On another wall is a map with sticky notes showing where people have come from since the McCrumms opened the restaurant in 1986: California and Oregon, but also Bhutan, Morocco, Crete, Afghanistan and Argentina. Most visitors have been from up and down the Pioneer Valley.

McCrumm, who together with his wife Judy, bought the farm in May 1984, had done sugaring with a friend in Vermont but then was surprised to discover when he moved in 1976 to an area north of Roanoke, Va., that there was maple production there as well.

“I was visiting a sugarhouse in Highland County, Va., and I saw people line up, come in the door, walk past the evaporator, ask a few questions, go over to the sales counter, spend money and then go out the other door, and I said, ‘Wow, this works. You can really bring income to a farm by selling on the farm.’ It’s what’s now popularly known as agri-tourism.”

Before the ice storm of 2008, which caused tremendous damage to high-elevation trees and sugaring pipeline, McCrumm also collected sap around as far as Plainfield and South Ashfield, miles away. He now keeps his sugaring closer to home.

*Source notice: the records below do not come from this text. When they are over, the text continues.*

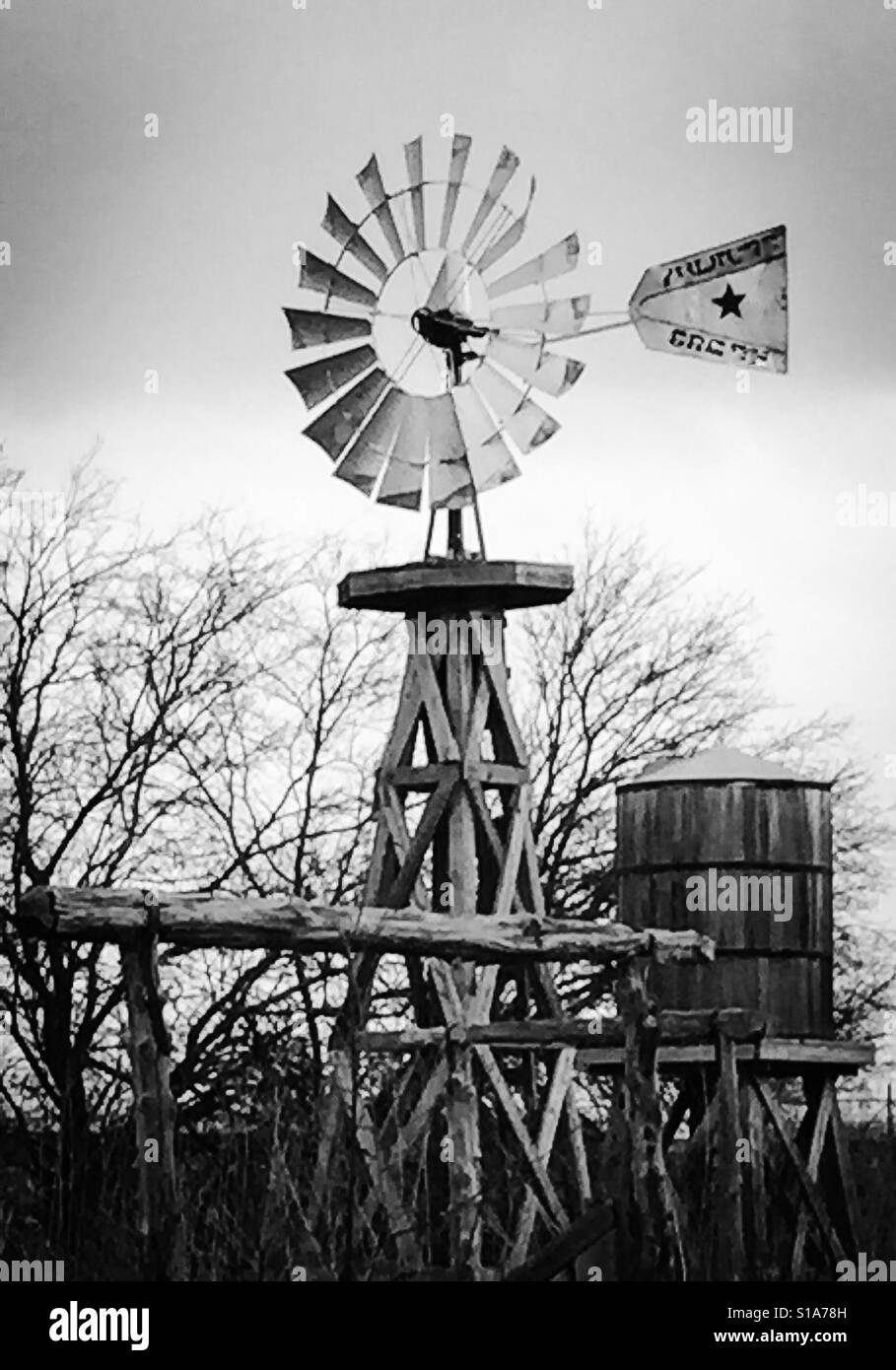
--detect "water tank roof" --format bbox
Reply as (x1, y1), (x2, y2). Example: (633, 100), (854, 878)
(616, 747), (829, 789)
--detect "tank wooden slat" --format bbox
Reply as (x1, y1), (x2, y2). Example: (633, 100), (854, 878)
(616, 781), (833, 1039)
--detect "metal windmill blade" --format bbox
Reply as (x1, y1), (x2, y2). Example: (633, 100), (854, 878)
(285, 134), (589, 522)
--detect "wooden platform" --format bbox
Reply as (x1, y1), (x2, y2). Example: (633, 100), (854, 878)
(338, 558), (573, 615)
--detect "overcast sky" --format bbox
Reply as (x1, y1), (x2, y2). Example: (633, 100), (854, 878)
(0, 0), (896, 798)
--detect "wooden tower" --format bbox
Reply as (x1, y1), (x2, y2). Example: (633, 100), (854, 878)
(311, 542), (599, 1279)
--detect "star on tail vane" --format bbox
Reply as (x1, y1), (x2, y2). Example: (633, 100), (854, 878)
(629, 225), (788, 372)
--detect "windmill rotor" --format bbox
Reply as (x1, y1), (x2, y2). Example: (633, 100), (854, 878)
(285, 134), (589, 551)
(285, 134), (788, 555)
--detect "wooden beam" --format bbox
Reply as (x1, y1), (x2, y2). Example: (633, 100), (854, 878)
(120, 933), (185, 1282)
(751, 1077), (846, 1261)
(17, 888), (714, 965)
(579, 1037), (874, 1078)
(504, 1201), (615, 1283)
(358, 1008), (765, 1053)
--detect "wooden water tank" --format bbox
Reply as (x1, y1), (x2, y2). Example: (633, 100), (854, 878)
(616, 748), (833, 1037)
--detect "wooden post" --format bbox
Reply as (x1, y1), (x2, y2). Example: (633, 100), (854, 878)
(615, 960), (688, 1279)
(120, 931), (185, 1281)
(714, 1032), (748, 1281)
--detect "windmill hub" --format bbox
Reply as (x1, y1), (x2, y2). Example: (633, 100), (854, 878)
(411, 307), (489, 379)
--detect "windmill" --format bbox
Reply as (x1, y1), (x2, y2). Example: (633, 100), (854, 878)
(285, 134), (787, 556)
(279, 134), (827, 1278)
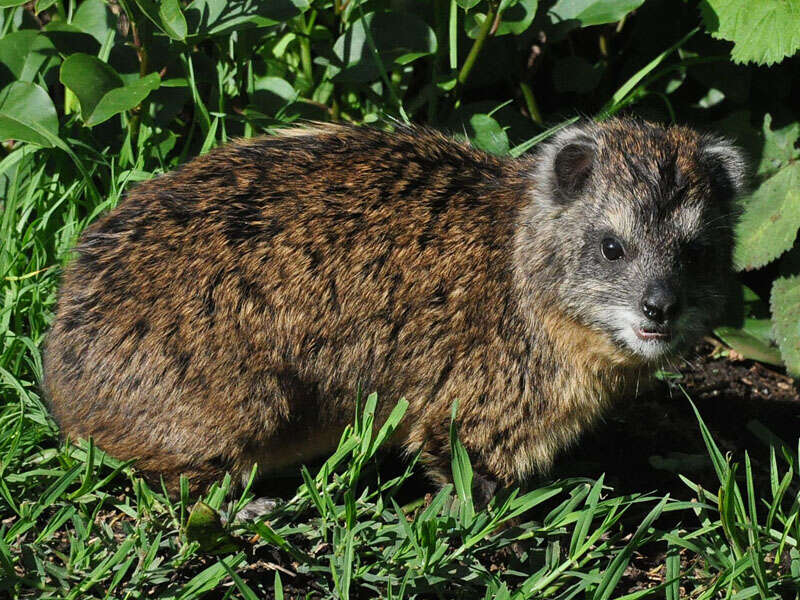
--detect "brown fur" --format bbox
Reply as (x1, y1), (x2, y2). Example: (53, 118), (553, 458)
(44, 121), (744, 489)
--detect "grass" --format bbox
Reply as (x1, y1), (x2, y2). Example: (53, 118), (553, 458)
(0, 9), (800, 600)
(0, 155), (800, 600)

In addition to the restaurant — which started with a simple menu of pancakes, eggs, and sausage — McCrumm also took on the job as coordinator of the Massachusetts Maple Producers Association. What made it bad was that all three of those jobs peaked in a compressed sugaring season straddling late winter and early spring, so that McCrumm was left with checking his sugaring pipeline and other equipment, preparing the restaurant for its six-week season and updating the website and fielding media calls for the association with unanswerable questions like “When will the sap start flowing?”

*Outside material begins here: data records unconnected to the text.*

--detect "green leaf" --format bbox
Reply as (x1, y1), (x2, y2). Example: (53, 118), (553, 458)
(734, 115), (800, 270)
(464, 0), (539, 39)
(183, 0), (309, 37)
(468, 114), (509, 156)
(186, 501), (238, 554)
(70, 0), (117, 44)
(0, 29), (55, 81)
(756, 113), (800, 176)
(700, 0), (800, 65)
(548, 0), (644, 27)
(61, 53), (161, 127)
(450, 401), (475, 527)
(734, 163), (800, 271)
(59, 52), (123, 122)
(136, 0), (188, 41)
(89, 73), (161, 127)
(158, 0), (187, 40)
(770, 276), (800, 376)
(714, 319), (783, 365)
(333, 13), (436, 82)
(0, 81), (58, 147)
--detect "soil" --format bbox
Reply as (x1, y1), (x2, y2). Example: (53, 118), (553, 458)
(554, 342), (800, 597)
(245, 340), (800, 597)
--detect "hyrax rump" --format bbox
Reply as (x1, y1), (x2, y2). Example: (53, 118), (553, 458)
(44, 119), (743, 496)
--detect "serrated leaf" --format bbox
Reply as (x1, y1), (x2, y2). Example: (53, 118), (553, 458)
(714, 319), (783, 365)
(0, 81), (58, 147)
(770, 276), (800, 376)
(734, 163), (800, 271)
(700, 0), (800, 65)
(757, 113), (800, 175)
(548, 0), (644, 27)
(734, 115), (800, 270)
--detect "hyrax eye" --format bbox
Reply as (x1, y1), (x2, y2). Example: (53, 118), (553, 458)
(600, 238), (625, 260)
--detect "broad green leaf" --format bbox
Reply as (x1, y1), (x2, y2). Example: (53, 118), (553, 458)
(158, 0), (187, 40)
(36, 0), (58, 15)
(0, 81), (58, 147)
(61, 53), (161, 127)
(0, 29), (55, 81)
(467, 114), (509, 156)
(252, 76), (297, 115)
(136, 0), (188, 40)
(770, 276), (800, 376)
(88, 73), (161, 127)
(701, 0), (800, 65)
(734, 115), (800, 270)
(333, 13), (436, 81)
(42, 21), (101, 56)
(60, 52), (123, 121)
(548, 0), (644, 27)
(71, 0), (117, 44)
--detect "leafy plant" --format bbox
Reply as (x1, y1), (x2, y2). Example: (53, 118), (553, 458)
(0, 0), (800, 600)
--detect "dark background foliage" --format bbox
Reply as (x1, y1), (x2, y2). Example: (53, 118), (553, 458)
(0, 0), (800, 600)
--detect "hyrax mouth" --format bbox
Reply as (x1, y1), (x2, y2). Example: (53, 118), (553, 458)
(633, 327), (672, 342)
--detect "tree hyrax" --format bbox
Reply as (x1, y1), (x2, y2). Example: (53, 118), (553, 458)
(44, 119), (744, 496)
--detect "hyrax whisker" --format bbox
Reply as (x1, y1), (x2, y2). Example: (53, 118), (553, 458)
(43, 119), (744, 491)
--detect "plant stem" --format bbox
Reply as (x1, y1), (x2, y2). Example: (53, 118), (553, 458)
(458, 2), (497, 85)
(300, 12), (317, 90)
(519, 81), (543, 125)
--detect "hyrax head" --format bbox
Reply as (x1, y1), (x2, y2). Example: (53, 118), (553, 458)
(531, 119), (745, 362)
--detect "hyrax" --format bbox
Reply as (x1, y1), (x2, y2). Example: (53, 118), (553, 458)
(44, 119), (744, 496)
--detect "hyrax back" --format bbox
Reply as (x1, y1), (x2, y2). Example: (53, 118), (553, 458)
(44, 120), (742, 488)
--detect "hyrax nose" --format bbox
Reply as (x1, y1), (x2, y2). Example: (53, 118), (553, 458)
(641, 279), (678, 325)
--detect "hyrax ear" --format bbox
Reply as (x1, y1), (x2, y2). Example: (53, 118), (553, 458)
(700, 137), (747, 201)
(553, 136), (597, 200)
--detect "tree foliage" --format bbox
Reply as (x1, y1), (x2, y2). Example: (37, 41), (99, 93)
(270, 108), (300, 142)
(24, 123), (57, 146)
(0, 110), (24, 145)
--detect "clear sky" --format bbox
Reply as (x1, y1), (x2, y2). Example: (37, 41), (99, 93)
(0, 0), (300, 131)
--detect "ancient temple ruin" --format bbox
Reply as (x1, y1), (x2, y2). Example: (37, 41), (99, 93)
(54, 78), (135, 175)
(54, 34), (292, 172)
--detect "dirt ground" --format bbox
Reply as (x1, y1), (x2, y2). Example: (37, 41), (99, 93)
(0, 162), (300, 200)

This season, McCrumm believes, it will be at least another 10 days before he starts boiling, because the sap is so frozen in the trees.

Using Gray’s Sugarhouse in Ashfield as something of a model, McCrumm expanded his kitchen and his menu to include corn fritters, french toast with homemade cinnamon bread, waffles and bacon with Bart’s ice cream, Adam’s cider doughnuts, and yes, pickles. Grays closed eight years ago, and with South Face Farm closing its eatery, Franklin County will be left with only three operating sugarhouse restaurants.

Williams Sugarhouse in Deerfield opened for the season on Friday, while Gould’s Sugarhouse and Davenport’s Sugarhouse restaurants, both in Shelburne, plan to open for the season on Saturday.

“I’m not just selling pancakes; you can do that at home,” says McCrumm, who each 12-day season goes through 40 or 50 gallons of pancake batter prepared earlier in the week by neighbor Lael Boesell, and about 300 pounds of flour, 400 pounds of bacon and 280 gallons of locally produced Our Family Farms milk. “What I’m selling is an opportunity see the history and culture and tradition of New England still going on.”

Although McCrumm says he’s been talking to several people who are interested in operating the restaurant, he’s advised each of them that they’d have to be out of their minds to think of doing so.

“We will continue to make maple syrup, but we want to simplify our lives somewhat and enjoy a bit more time to ski and do other things as time permits during the February-April time period,” the McCrumms wrote in a statement that appears on the sugarhouse menu.

Now, McCrumm says, “I’ll only have one full-time job, and not two.”